6. The Apostle Paul’s conversion supports the truth of the resurrection.He argues to a partially unsympathetic audience in Galatians 1:11-17 that his gospel comes from the risen Jesus Christ, not from men. His argument is that before his Damascus Road experience when he saw the risen Jesus, he was violently opposed to the Christian faith (Acts 9:1). But now, to everyone’s astonishment, he is risking his life for the gospel (Acts 9:24-25). His explanation: The risen Jesus appeared to him and authorized him to spearhead the Gentile mission (Acts 26:15-18). Can we credit such a testimony? This leads to the next argument.
7. The New Testament witnesses do not bear the stamp of dupes or deceivers.How do you credit a witness? How do you decide whether to believe a person’s testimony? The decision to give credence to a person’s testimony is not the same as completing a mathematical equation. The certainty is of a different kind, yet can be just as firm (I trust my wife’s testimony that she is faithful). When a witness is dead, we can base our judgment of him only on the content of his writings and the testimonies of others about him. How do Peter and John and Matthew and Paul stack up?
In my judgment (and at this point we can live authentically only by our own judgment—Luke 12:57), these men’s writings do not read like the works of gullible, easily deceived or deceiving men. Their insights into human nature are profound. Their personal commitment is sober and carefully stated. Their teachings are coherent and do not look like the invention of unstable men. The moral and spiritual standard is high.
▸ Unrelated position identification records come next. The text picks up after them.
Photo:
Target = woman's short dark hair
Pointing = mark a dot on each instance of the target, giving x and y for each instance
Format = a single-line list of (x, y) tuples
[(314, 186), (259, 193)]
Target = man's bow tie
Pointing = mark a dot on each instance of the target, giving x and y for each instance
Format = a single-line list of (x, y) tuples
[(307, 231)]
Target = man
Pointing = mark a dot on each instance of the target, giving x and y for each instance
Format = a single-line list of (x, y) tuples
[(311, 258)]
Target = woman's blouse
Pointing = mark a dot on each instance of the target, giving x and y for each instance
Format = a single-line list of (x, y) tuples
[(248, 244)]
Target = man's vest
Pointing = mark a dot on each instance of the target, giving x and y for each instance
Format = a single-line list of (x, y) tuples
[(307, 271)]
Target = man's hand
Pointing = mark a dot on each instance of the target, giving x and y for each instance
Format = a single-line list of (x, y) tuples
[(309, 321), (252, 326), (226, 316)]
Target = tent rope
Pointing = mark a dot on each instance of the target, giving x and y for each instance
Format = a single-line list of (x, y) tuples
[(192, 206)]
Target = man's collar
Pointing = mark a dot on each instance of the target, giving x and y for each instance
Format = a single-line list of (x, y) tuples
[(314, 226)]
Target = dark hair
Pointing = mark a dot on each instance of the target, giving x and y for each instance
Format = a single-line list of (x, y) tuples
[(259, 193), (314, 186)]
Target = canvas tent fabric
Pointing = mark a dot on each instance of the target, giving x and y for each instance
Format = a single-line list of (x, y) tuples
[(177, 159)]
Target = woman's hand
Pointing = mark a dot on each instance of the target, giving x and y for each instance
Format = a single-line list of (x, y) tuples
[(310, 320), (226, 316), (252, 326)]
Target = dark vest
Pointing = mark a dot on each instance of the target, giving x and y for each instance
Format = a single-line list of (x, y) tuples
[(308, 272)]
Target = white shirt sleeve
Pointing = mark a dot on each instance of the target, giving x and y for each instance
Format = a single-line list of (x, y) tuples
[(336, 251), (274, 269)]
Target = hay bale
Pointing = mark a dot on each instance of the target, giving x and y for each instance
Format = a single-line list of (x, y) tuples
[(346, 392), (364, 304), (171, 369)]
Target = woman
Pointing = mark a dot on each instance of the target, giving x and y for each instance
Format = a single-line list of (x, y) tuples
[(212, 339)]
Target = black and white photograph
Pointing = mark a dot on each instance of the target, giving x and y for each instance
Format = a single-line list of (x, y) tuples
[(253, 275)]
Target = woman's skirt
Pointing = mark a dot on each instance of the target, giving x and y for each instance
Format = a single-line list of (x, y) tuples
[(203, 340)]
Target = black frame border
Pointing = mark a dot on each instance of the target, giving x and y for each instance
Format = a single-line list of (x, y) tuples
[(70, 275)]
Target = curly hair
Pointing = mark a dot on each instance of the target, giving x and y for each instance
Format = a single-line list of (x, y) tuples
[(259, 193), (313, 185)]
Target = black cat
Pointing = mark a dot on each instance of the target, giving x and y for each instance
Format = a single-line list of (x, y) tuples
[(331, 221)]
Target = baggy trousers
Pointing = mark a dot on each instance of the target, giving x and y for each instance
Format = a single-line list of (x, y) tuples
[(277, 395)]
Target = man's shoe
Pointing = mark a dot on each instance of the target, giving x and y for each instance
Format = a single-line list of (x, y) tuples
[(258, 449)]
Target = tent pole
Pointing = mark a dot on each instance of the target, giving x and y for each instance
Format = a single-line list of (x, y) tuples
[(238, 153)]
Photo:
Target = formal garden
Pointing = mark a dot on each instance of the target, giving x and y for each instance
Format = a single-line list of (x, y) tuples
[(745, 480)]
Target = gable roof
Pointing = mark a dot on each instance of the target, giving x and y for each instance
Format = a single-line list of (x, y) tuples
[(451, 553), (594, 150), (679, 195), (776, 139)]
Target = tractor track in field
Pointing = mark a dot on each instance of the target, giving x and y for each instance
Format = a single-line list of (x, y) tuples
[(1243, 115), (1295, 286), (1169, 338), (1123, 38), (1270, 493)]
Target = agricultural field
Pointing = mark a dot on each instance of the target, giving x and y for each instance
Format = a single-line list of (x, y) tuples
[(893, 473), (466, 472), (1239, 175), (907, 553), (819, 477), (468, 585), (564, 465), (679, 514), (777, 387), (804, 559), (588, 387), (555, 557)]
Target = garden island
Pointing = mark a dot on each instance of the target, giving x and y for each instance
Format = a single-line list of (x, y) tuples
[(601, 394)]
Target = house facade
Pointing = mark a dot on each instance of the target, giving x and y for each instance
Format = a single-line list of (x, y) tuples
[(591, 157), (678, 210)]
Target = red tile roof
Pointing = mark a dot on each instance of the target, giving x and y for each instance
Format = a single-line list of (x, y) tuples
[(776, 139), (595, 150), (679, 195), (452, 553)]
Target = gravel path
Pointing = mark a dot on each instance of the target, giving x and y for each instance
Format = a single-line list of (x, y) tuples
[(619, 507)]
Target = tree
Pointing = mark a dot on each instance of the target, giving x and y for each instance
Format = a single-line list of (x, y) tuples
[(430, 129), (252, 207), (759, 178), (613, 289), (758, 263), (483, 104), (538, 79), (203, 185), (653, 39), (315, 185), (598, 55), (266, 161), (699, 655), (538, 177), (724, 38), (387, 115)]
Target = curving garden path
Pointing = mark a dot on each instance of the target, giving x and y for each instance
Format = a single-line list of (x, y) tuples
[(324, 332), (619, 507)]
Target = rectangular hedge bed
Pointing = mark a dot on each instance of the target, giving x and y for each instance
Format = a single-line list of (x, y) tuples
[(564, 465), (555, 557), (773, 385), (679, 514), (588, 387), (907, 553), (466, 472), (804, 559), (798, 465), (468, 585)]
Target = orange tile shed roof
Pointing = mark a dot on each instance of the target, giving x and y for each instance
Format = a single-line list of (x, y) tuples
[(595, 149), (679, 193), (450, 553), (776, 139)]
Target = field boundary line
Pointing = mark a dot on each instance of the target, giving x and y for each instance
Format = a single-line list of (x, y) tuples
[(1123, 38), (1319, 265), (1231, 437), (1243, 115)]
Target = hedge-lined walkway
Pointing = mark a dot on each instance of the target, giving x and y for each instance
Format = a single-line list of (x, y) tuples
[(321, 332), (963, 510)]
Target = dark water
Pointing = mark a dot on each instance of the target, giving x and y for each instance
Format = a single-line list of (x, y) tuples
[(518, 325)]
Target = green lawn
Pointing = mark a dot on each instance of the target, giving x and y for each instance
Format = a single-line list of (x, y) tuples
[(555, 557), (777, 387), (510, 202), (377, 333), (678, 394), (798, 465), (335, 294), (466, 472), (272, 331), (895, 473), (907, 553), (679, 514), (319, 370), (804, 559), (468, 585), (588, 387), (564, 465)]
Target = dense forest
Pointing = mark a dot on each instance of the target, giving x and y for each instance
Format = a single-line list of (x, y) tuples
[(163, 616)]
And the lives of these men are totally devoted to the truth and to the honor of God.
8. There is a self-authenticating glory in the gospel of Christ’s death and resurrection as narrated by the biblical witnesses.The New Testament teaches that God sent the Holy Spirit to glorify Jesus as the Son of God. Jesus said, “When the Spirit of truth comes, he will guide you into all the truth…. He will glorify me” (John 16:13). The Holy Spirit does not do this by telling us that Jesus rose from the dead. He does it by opening our eyes to see the self-authenticating glory of Christ in the narrative of his life and death and resurrection. He enables us to see Jesus as he really was, so that he is irresistibly true and beautiful. The apostle stated the problem of our blindness and the solution like this: “The god of this world has blinded the minds of the unbelievers, to keep them from seeing the light of the gospel of the glory of Christ, who is the image of God…. For God, who said, ‘Let light shine out of darkness,’ has shone in our hearts to give the light of the knowledge of the glory of God in the face of Jesus Christ” (2 Corinthians 4:4, 6).
A saving knowledge of Christ crucified and risen is not the mere result of right reasoning about historical facts. It is the result of spiritual illumination to see those facts for what they really are: a revelation of the truth and glory of God in the face of Christ — who is the same yesterday today and forever.